It is configured using the `create_agent_ddpg()` function which uses the information about the state and action ids, based on the parameter dict, stored in the `agent_dict` in the env:

`env.agent_dict[chosen_key]` (chosen key, here, `my_ddpg`):
- `"source_number"`: ID/number of the source the agent with this key controls
- `"mode"`: Name of the agent
- `"action_ids"`: List of strings with the action ids the agent controls/belong to the "source_number"`
- `"state_ids"`: List of strings with the state ids the agent controls/belong to the "source_number"`

This information is used in the `setup_agents()` method to configure the control-side of the experiment.

The agent is configured to receive as many inputs as environment returns for it's state (after `featurize`) and return as many outputs as actions requested from the env corresponding to the ids.

In [None]:
agent = create_agent_ddpg(na = length(env.agent_dict["my_ddpg"]["action_ids"]),
                          ns = length(state(env, "my_ddpg")),
                          use_gpu = false)

The `setup_agents()` function takes the control types defined in the parameter dict and hands the correct indices to the corrensponding controllers / agents.
The function returns `controllers` which is an instance of the `MultiAgentGridController` which contains the different agents and classic controllers and maps their actions to the corresponding sources. 

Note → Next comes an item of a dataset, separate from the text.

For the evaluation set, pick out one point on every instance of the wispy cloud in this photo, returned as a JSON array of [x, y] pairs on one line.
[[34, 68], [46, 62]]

Since in this example only one RL agent will be used it only contains the defined `my_ddpg` agent. 
Therefore, the agent handed over to the `setup_agents()` function is internally extended by a name to a `named policy` (https://juliareinforcementlearning.org/docs/rlcore/#ReinforcementLearningCore.NamedPolicy ).
Using this name the `MultiAgentGridController` (compare, https://juliareinforcementlearning.org/docs/rlzoo/#ReinforcementLearningZoo.MADDPGManager) enables to call the different agents/controllers via name during training and application.

To use the previously defined agent, a dict linking tha `chosen_key`: `my_ddpg` to the defined RL agent is handed over to the `setup_agents` method: 

In [None]:
my_custom_agents = Dict("my_ddpg" => agent)

controllers = setup_agents(env, my_custom_agents)

The `controllers` in this examples consits only of the one RL agent (`my_ddpg`) and can be trained usin the `learn()` function to train 20 episodes:

In [None]:
learn(controllers, env, num_episodes = 20)

After the training, the `simulate()` function is used to run a test epiode without action noise and the state to be controlled ($i_\mathrm{L1}$) is plotted:

In [None]:

states_to_plot = ["source1_i_L1"]
hook = data_hook(collect_state_ids = states_to_plot)

simulate(controllers, env, hook=hook)

plot_hook_results(hook = hook,
                  states_to_plot  = states_to_plot)